Parole composte, persino compostissime, quelle di Kateryna, la loro front woman: «Volevamo lanciare un messaggio di pace. È importante che si parli della guerra e della nostra terra. Per noi è davvero difficile essere qui sul palco mentre i nostri connazionali muoiono, ma la musica può davvero aiutare a rendere questo mondo migliore».

Bene l’inizio

Era iniziato bene anche con la maglietta a strisce gialle e blu di Ambra Angioini, che ricordava alle migliaia di ragazzi che lo slogan scelto dai sindacati, “al lavoro per la pace”, conteneva ovviamente un appello per il lavoro, ma anche una richiesta diretta, quella del cessate il fuoco da parte russa. Poi c’è stato lo scivolone della maglietta di Bugo, con i colori della federazione russa, la spiegano una svista comunque cromaticamente compensata dal guardaroba di Ambra.

La disarmista Rappresentante di lista ha lanciato un «vaffanculo alla guerra», la tenera e potente Ariete ha chiesto «pace e amore per tutti», Marco Mengoni ha cantato l’inno pacifista Blowing in the wind di Bob Dylan. “Pace” è stata parola certo pronunciata. Ci sono state le parole dei tre leader sindacali.

Ma insomma, da una intera generazione di rapper, ragazzi e ragazze, che hanno rovesciato sui loro fan canestri di parole su disagi più o meno intimi più o meno sociali, che si sono commossi per il ritorno lì, tutti insieme, era lecito aspettarsi, immaginarsi, presumere un po’ di rabbia in più per le immagini indigeribili che arrivano da un paese in guerra, in diretta, in contemporanea?

Rancore, poeta della sua generazione, ha recitato alla sua maniera la Ninna nanna contro la guerra di Trilussa, quella che i suoi genitori ricordano nella versione di Claudio Baglioni. Il vecchio leone del rock Enrico Ruggeri ha cantato Il disertore. Luca Barbarossa, signore della scuola romana, ha spiegato che «il contrario di guerra» forse non è pace ma «amore».
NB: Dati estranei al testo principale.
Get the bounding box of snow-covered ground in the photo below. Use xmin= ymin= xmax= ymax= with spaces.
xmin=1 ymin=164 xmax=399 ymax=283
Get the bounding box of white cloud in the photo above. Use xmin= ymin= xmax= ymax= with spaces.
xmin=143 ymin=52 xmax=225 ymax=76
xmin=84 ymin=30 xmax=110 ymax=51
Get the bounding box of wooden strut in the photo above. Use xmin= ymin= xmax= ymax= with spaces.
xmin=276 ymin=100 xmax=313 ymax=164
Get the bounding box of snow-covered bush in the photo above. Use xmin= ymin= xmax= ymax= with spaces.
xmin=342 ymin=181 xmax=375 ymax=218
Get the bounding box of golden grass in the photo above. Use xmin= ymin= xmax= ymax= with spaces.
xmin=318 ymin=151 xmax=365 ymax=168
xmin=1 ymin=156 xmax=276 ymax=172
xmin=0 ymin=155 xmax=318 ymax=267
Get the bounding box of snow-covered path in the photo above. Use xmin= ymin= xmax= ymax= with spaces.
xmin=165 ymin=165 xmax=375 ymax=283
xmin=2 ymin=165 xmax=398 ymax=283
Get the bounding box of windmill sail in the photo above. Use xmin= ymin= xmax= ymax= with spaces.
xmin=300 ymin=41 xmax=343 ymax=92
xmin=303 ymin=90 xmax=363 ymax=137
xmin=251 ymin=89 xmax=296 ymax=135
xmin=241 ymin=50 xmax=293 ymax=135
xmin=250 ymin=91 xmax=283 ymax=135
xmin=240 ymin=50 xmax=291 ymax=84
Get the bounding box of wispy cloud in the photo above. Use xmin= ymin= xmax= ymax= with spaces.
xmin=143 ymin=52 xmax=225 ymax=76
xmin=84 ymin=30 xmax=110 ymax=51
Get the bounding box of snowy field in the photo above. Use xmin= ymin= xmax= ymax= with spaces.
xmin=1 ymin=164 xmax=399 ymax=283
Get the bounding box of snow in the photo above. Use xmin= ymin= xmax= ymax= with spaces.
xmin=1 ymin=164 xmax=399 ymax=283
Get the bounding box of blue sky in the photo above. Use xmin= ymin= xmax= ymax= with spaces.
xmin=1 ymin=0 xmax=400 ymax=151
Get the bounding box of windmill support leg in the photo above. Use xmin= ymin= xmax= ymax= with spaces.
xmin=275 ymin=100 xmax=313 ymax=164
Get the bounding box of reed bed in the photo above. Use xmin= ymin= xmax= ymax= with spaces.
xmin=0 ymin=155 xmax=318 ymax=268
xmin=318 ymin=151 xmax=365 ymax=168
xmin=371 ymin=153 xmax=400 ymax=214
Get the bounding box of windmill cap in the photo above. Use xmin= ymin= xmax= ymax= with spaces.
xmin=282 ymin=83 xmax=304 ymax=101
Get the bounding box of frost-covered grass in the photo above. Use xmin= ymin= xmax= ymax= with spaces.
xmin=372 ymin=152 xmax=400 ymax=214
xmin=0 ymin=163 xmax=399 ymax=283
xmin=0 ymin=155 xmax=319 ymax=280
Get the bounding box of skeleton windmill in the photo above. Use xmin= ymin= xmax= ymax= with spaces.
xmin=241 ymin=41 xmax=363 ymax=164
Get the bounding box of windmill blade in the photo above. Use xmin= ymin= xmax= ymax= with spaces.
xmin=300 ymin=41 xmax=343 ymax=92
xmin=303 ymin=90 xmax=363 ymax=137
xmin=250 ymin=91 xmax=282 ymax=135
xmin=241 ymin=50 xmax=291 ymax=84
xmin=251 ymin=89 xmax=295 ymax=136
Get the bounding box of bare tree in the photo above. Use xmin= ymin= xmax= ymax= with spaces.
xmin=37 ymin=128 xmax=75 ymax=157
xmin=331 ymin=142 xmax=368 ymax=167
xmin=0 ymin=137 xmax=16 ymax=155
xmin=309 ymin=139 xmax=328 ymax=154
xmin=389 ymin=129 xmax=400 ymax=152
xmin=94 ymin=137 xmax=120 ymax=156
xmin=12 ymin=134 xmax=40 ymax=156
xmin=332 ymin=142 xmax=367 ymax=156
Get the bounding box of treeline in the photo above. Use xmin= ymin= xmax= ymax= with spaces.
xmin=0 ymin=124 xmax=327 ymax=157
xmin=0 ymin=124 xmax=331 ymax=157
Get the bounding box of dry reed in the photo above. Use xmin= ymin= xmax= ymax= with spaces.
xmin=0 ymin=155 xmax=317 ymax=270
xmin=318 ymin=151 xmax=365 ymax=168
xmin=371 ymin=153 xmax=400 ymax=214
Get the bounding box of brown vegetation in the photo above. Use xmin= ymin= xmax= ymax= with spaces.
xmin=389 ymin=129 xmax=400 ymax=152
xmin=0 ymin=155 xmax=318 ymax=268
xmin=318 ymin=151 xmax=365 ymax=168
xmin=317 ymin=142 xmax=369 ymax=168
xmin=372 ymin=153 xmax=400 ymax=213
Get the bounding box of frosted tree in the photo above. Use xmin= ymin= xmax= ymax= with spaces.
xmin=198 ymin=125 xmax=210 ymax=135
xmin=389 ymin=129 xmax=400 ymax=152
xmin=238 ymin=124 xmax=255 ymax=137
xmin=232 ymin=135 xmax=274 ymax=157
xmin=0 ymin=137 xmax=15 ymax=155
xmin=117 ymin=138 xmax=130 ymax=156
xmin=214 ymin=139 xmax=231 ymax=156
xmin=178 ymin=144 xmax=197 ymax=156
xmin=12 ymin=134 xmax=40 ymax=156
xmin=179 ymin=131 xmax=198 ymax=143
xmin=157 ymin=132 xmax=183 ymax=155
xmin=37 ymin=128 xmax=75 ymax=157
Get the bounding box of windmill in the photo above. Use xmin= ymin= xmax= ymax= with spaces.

Ma sarà che la guerra è argomento sensibile per la maggioranza di governo, sarà che sta arrivando un nuovo invio di armi, sarà che scottatura delle polemiche dello scorso anno hanno segnato le regole d’ingaggio, forse spaventato la produzione, forse anche la Rai, sarà l’autocensura, sarà che anche fra i sindacati il tema del sostegno materiale all’Ucraina – leggasi invio degli armamenti – divide, ma alla fine il fuck non è arrivato. E l’occasione di mandare quel fuck in giro per il mondo è persa. Peccato.

La musica non ferma la guerra, ci ha ricordato con la sua ironia contro il pacifismo di maniera la solitaria gag di Lundini che ha cantato che «la guerra è brutta», con tanto di finta telefonata di Vladimir Putin che annuncia la pace. La musica non ferma la guerra, lo sapevamo. Saranno amarezze da boomer. Ma forse quei ragazzini belli e terribili che sono una parte importante della nuova leva della musica italiana, le potevano cantare, e le potevano suonare, per dirla con Trilussa, «a quel pazzo che comanna».